Montvalezan community consists of 44 hamlets and 14 chapels
Montvalezan community is located in the heart of the High Tarentaise mountains, in Savoy department. It spans on the southern side over 2590 hectares, from 850m to 2900m. Its territory is part of La Vanoise National Park outskirts. The commune consists of 44 hamlets, only 34 of them are inhabited. It has a population of 692 inhabitants. There are 11000 beds intended for tourists in La Rosière. For many years and expecially on Sundays, the liveliest village was the county town, where a parish building complex is : a tower, a church and a presbytery. The tower, built in 1674, is classified as Historic Monument. It was an outbuilding of the Petit-Saint-Bernard Hospice, attended at times by canons. Saint Jean-Baptiste church was consecrated in 1688 during the expansion period of baroque art in High Tarentaise. It is now open to the public every Thursday from 4PM till 6PM in July and August.
Hamlets
Wood, stones and "lauzes" - schist roof slates - are the basics of traditional Savoyard architecture. Lauzes are extracted from the 2300m high quarry, summer time only, then carried on foot to the construction sites. The many hamlets along "La Route des villages" are the best evidence of this traditional architecture. In every village, houses built either on a ledge or against the hillside are tightly packed around a small rustic chapel. Sturdy, practical and harmonious, they are well adapted to the harshness of the alpine weather. Thick dry stone walls are capped by a robust wooden frame that can bear the heavy weight of roof slabs and snow. Designed at first for agricultural purposes, traditional dwellings have been restored and rearranged to allow permanent, seasonal and touristic living.
Chapels
The 14 chapels of Montvalezan commune are a recognized heritage, witness of the past. Most of them built during the 17th century, or even before, they were constructed by our ancestors, to thank for a blessing, to express their faith or to tell about their lives, their suffering and their hopes. These secondary places of worship (churches being the primary ones) are located in the village's centre.

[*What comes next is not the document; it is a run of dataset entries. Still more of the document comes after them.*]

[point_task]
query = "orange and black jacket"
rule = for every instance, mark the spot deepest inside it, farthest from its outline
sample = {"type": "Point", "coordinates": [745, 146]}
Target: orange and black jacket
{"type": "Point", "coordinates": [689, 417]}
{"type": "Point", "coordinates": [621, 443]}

Each of these 14 chapels is dedicated to a saint : named after a donor, or a well-known or local saint :
Le Champ : Notre-Dame de Fourvière
La Rochette : Notre-Dame de la Pitié
Le Griotteray : Saint-Joseph
Le Solliet : Sainte-Barbe
Le Villaret : Saint-André
Le Crey : Notre-Dame de Liesse
Les Moulins : Saint-Martin
Le Mousselard : Saint-Barthélémy
Les Laix : Saint-Roch
Le Châtelard : Saint-Alexis et Saint-Michel
La Combaz : Saint-Jacques
Hauteville : Sainte-Anne
La Rosière : Sainte Jeanne d’Arc.
The Chapel Association
Since 1993, this association restores all chapels in collaboration with elected representatives. Works are undergone by volunteers, or thanks to donations and local subsidies by paid craftsmen.
Coup de coeur : Chatelard's chapel
This chapel towers over the High Tarentaise valley at an altitude of 1500m in the village of Chatelard (whose etymology would be "castellarium" : a concentration of houses around a castle).
The small chapel that existed in 1633 was rebuilt in 1869, enhanced and decorated in 1914. It suffered from bombings in 1944, so it was again restored. Like most of churches/chapels on high ground, it is mainly dedicated to Saint-Michel.
Its steeple keeps the oldest bell of the commune, it was melted in 1559 and moved from Montvalezan to Châtelard in order to stay beyond revolutionary troops' reach. Even though processions, blessings, mess and weddings no longer take place in it, the chapel's Angelus bell still sets the pace of Montvalezan inhabitants.